Die Kiwa Hot Springs sind natuerliche Thermalquellen am Stadtrand von Kasese in Westuganda. Sie entstanden durch die gleiche geologische Aktivitaet des Ostafrikanischen Grabenbruchs, die auch die Rwenzori Mountains geformt hat. Wenig bekannt und selten in Reisefuehrern erwaehnt, sind die Kiwa-Quellen ein Geheimtipp fuer Besucher, die auf dem Weg zum Rwenzori-Trekking oder nach Queen Elizabeth National Park einen halben Tag in Kasese verbringen. Die Quellen werden von der Bakonzo-Gemeinschaft verwaltet und sind eng mit lokalen Heiltraditionen verbunden.

Fakten auf einen Blick

Lage
Stadtrand von Kasese, Kasese District
Zugaenglichkeit
Sehr einfach -- praktisch im Stadtbereich
Geologischer Ursprung
Ostafrikanischer Grabenbruch / Rwenzori-Tektonik
Verwaltung
Bakonzo-Gemeinschaft (Community Tourism)
Kombination empfohlen
Rwenzori-Trekking, Queen Elizabeth NP
Vergleich
Weniger spektakulaer als Sempaya, aber leichter zugaenglich

Was sind die Kiwa Hot Springs?

Die Kiwa Hot Springs sind natuerliche Mineralquellen, die am suedlichen Stadtrand von Kasese aus dem Boden sprudeln. Im Gegensatz zu den weltberuehmteren Sempaya Hot Springs im Semuliki National Park (90 Minuten nordwestlich) sind die Kiwa-Quellen kein Parkziel -- sie liegen mitten in bewohntem Gebiet und sind fuer jeden Kasese-Besucher ohne besondere Planung erreichbar.

Das Wasser ist warm bis heiss und reich an Mineralien. Die Quellen bilden natuerliche Becken, in denen das Mineralwasser zur Ruhe kommt bevor es abfliesst. Die Bakonzo-Gemeinschaft, die das Gelande verwaltet, verbindet mit den Quellen eine lange Tradition: Das Wasser gilt als heilsam fuer Hauterkrankungen und Gelenkbeschwerden -- eine Anwendung, die im gesamten ostafrikanischen Raum fuer mineralreiche Thermalquellen bekannt ist.

Die geologische Verwandtschaft mit den Sempaya-Quellen ist direkt: Beide entstammen der tektonischen Aktivitaet des westlichen Ostafrikanischen Grabenbruchs. Das aufsteigende Magma, das die Rwenzori Mountains emporgehoben hat, erhitzt auch das Grundwasser unter Kasese.

Community-Tourismus und Bakonzo-Kultur

Die Kiwa Hot Springs werden als Community-Tourism-Projekt der lokalen Bakonzo-Bevoelkerung betrieben.
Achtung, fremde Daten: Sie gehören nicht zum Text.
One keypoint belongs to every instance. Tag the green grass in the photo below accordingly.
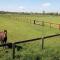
(21, 27)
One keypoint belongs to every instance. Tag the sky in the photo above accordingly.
(30, 5)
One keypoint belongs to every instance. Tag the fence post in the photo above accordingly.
(43, 43)
(34, 21)
(13, 46)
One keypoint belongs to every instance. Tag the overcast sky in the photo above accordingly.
(30, 5)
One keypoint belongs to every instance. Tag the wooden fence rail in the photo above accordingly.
(13, 45)
(30, 40)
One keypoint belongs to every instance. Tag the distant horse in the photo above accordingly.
(3, 37)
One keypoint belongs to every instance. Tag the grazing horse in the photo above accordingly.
(3, 37)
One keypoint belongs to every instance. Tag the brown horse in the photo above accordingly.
(3, 37)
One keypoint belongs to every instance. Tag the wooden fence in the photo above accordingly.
(30, 40)
(13, 45)
(43, 23)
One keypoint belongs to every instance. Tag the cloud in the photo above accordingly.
(46, 4)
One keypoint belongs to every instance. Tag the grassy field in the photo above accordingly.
(21, 27)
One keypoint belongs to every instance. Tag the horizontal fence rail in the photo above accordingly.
(37, 39)
(13, 45)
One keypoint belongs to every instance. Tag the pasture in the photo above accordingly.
(21, 27)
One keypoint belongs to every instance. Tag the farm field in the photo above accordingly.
(21, 27)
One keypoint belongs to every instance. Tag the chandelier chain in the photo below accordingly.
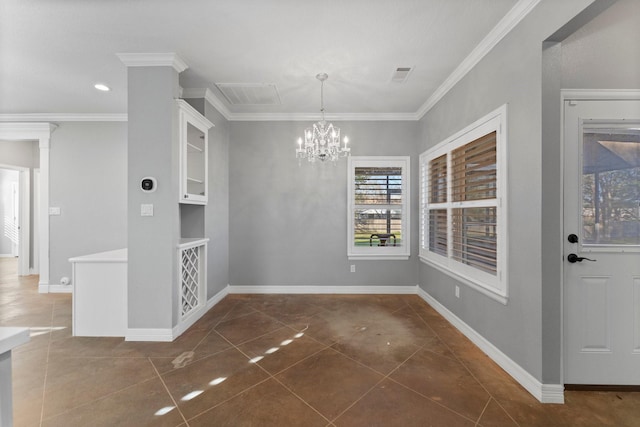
(322, 140)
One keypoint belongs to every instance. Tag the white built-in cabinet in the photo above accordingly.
(193, 130)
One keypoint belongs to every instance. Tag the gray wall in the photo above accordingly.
(605, 53)
(87, 179)
(288, 222)
(217, 210)
(20, 153)
(511, 73)
(153, 151)
(8, 177)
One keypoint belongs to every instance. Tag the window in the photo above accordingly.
(462, 206)
(378, 208)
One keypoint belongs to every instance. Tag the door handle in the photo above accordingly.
(575, 258)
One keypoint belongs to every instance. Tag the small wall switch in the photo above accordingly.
(146, 210)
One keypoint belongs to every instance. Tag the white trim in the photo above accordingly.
(474, 277)
(168, 335)
(320, 289)
(506, 24)
(599, 94)
(168, 59)
(222, 108)
(401, 252)
(503, 299)
(545, 393)
(64, 117)
(45, 288)
(149, 334)
(335, 117)
(217, 297)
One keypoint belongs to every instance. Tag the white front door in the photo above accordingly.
(602, 242)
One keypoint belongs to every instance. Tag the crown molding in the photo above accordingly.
(219, 105)
(153, 60)
(26, 130)
(506, 24)
(64, 117)
(336, 117)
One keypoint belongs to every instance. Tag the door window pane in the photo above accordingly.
(611, 186)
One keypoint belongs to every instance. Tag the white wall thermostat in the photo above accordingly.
(148, 184)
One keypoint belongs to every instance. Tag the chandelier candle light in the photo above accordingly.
(322, 141)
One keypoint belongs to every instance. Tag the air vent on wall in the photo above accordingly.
(401, 74)
(250, 93)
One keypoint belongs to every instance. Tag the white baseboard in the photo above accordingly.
(388, 290)
(149, 334)
(45, 288)
(217, 297)
(545, 393)
(168, 335)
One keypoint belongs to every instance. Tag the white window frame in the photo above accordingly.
(401, 252)
(494, 286)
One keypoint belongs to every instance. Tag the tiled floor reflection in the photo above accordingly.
(277, 360)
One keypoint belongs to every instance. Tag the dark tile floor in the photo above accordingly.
(277, 360)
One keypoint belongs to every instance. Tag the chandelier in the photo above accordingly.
(322, 141)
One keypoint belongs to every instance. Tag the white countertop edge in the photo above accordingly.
(11, 337)
(118, 255)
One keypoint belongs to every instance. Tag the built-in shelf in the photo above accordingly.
(194, 141)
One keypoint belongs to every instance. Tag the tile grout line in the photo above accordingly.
(483, 411)
(168, 392)
(270, 376)
(46, 363)
(464, 365)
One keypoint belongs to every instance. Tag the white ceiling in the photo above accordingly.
(53, 52)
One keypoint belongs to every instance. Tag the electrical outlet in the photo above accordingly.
(146, 210)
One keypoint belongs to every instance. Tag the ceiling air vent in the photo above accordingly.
(401, 74)
(250, 93)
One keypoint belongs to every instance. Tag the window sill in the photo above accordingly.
(381, 257)
(491, 293)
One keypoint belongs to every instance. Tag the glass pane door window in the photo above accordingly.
(611, 186)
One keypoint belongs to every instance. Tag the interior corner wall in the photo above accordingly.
(288, 222)
(153, 150)
(87, 181)
(217, 210)
(551, 229)
(509, 74)
(605, 53)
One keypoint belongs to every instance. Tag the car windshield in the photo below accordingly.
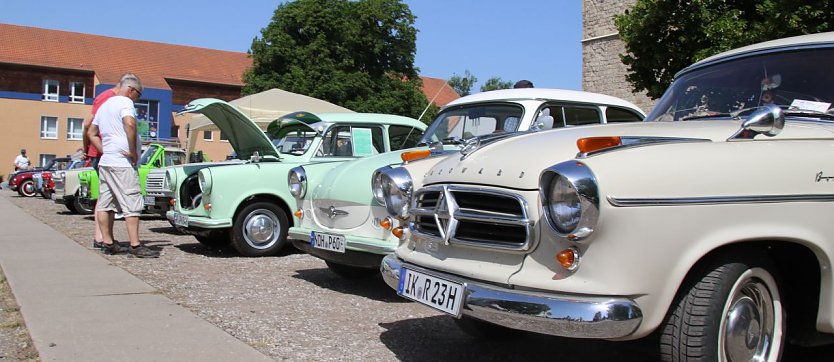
(294, 143)
(797, 80)
(460, 123)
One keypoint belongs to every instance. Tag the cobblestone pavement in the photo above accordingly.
(291, 307)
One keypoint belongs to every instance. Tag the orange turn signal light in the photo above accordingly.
(568, 258)
(385, 223)
(398, 231)
(415, 155)
(591, 144)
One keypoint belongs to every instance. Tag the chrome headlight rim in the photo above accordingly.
(297, 182)
(395, 187)
(205, 181)
(574, 180)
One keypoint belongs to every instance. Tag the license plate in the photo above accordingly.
(181, 220)
(438, 293)
(328, 241)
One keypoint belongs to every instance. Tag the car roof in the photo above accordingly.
(565, 95)
(794, 42)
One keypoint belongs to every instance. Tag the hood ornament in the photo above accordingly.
(332, 212)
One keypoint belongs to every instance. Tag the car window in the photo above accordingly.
(619, 115)
(401, 137)
(342, 141)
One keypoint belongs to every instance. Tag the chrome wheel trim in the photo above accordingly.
(752, 322)
(261, 229)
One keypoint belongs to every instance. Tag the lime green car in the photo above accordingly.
(154, 155)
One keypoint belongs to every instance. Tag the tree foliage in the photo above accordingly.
(496, 83)
(662, 37)
(357, 54)
(463, 84)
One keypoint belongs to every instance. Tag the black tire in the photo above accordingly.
(215, 239)
(27, 189)
(80, 207)
(484, 330)
(730, 310)
(351, 272)
(260, 229)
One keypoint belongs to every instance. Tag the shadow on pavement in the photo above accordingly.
(372, 287)
(439, 338)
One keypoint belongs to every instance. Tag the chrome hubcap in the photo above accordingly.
(752, 321)
(261, 229)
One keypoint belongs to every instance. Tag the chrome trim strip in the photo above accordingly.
(632, 142)
(716, 200)
(576, 316)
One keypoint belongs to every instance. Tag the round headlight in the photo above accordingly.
(297, 182)
(565, 209)
(204, 176)
(394, 187)
(171, 179)
(570, 199)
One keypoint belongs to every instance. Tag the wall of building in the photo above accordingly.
(602, 70)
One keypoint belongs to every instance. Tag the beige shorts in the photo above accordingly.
(119, 191)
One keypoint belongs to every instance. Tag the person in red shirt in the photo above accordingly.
(91, 154)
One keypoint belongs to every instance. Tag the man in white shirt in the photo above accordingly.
(21, 162)
(114, 133)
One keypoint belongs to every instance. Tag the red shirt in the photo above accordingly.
(91, 150)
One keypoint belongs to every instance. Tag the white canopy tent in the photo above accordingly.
(263, 108)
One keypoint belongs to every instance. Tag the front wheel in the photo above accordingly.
(260, 229)
(730, 311)
(27, 189)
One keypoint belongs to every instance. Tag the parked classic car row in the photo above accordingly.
(556, 212)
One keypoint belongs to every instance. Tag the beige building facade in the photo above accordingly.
(602, 70)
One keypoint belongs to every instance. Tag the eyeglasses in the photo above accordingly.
(137, 91)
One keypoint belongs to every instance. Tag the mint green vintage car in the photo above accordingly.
(248, 204)
(340, 221)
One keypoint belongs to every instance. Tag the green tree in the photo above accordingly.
(663, 37)
(357, 54)
(495, 83)
(463, 84)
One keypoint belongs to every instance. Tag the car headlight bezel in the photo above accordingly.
(204, 178)
(393, 188)
(570, 199)
(297, 182)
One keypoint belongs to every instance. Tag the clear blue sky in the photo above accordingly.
(518, 39)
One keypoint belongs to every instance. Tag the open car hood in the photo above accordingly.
(244, 135)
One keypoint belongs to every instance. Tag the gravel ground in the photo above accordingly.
(291, 307)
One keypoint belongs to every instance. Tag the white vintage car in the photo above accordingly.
(709, 225)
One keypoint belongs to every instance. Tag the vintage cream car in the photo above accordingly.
(708, 226)
(338, 219)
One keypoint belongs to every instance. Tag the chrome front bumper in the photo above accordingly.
(562, 315)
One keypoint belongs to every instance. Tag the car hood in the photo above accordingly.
(244, 135)
(517, 161)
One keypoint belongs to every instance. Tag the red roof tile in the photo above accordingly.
(110, 57)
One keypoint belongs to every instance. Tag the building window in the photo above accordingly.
(76, 92)
(45, 158)
(49, 127)
(50, 90)
(74, 127)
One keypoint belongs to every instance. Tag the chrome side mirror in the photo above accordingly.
(768, 120)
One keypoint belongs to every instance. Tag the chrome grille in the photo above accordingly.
(472, 216)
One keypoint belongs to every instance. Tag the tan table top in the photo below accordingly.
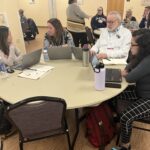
(68, 80)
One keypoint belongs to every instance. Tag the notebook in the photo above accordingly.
(29, 60)
(113, 75)
(78, 53)
(60, 53)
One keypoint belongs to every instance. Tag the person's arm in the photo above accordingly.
(142, 23)
(138, 72)
(80, 13)
(70, 40)
(122, 52)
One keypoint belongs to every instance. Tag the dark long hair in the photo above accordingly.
(4, 46)
(71, 1)
(142, 38)
(58, 39)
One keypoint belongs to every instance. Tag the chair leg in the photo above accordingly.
(21, 145)
(118, 138)
(2, 141)
(69, 143)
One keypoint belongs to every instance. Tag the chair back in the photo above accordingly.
(90, 36)
(38, 117)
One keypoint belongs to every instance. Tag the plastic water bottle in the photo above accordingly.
(100, 73)
(45, 55)
(3, 71)
(85, 50)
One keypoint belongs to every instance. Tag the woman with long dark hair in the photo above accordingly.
(9, 54)
(137, 71)
(57, 35)
(99, 20)
(76, 23)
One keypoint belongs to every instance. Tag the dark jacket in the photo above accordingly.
(141, 76)
(98, 21)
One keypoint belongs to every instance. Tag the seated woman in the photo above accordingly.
(137, 72)
(57, 35)
(9, 54)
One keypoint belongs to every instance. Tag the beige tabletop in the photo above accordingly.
(68, 80)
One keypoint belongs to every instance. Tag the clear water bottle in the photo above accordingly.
(100, 73)
(45, 55)
(85, 50)
(3, 71)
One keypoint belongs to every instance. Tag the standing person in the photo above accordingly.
(76, 23)
(9, 54)
(99, 20)
(57, 35)
(146, 16)
(137, 72)
(114, 41)
(23, 20)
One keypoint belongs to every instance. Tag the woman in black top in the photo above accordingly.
(99, 20)
(137, 71)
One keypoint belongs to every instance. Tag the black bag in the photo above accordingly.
(5, 125)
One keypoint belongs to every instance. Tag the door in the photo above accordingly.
(117, 5)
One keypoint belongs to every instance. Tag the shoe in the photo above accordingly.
(121, 148)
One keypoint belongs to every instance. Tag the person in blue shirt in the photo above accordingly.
(99, 20)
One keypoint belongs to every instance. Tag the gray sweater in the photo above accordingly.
(141, 76)
(74, 13)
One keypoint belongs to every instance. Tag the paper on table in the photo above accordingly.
(35, 72)
(115, 61)
(31, 74)
(44, 68)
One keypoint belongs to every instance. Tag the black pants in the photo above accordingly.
(79, 38)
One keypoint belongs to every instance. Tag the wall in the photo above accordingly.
(14, 22)
(39, 11)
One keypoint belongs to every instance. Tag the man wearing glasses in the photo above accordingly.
(99, 20)
(114, 41)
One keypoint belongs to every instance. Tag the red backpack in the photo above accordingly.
(100, 126)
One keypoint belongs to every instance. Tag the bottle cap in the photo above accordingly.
(85, 47)
(99, 65)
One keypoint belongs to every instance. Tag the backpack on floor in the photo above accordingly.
(5, 125)
(100, 126)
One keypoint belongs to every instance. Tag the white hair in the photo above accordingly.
(116, 14)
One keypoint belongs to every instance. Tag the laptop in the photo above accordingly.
(113, 75)
(59, 53)
(29, 60)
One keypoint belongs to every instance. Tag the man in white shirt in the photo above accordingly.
(114, 41)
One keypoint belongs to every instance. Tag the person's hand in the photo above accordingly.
(102, 56)
(124, 72)
(65, 45)
(92, 52)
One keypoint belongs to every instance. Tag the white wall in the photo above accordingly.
(39, 11)
(14, 22)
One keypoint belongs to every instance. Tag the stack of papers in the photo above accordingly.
(115, 62)
(35, 72)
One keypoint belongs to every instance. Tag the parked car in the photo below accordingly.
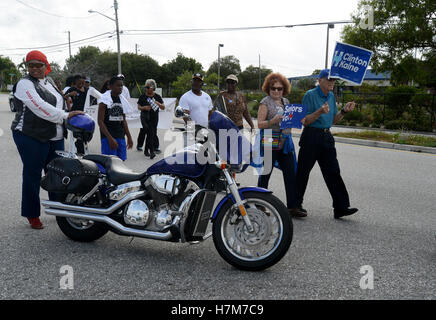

Die Bakonzo (auch Konzo oder Bakonzo-Baamba) sind die traditionellen Bewohner des Rwenzori-Vorlands und der Gebirgshange. Ihre Kultur ist eng mit dem Gebirge verbunden -- der Name ihrer Sprache, Lhukonzo, bedeutet "Sprache der Menschen des Schneelandes".

Ein Besuch der Kiwa-Quellen ist damit auch ein Fenster in die lokale Kultur. Guides aus der Gemeinschaft erklaeren die traditionelle Nutzung des Thermalwassers, erzaehlen von den Heilpraktiken der Bakonzo-Aeltesten und geben Einblicke in das Leben am Fuss der Rwenzoris.

Die Einnahmen aus dem Tourismus fliessen direkt in die Gemeinschaft. Das unterscheidet Kiwa von vielen kommerzielleren Attraktionen -- hier bleibt das Geld lokal.

Kiwa in Kombination: Das ideale Tagesplanung-Element

Der groesste Vorteil der Kiwa Hot Springs ist ihre Lage: Kasese ist fuer fast alle Westuganda-Reisenden ein Durchgangspunkt -- zum Rwenzori, nach Queen Elizabeth, zu den Semuliki-Quellen. Ein Halbtagsbesuch bei den Kiwa-Quellen laesst sich problemlos in jeden Kasese-Aufenthalt integrieren.

Morgenversion: Ankunft in Kasese, Check-in im Hotel, Nachmittag an den Kiwa Hot Springs (2-3 Stunden), Abendessen in Kasese. Am naechsten Morgen frueh zum Nyakalengija-Gate fuer den Rwenzori-Trek starten.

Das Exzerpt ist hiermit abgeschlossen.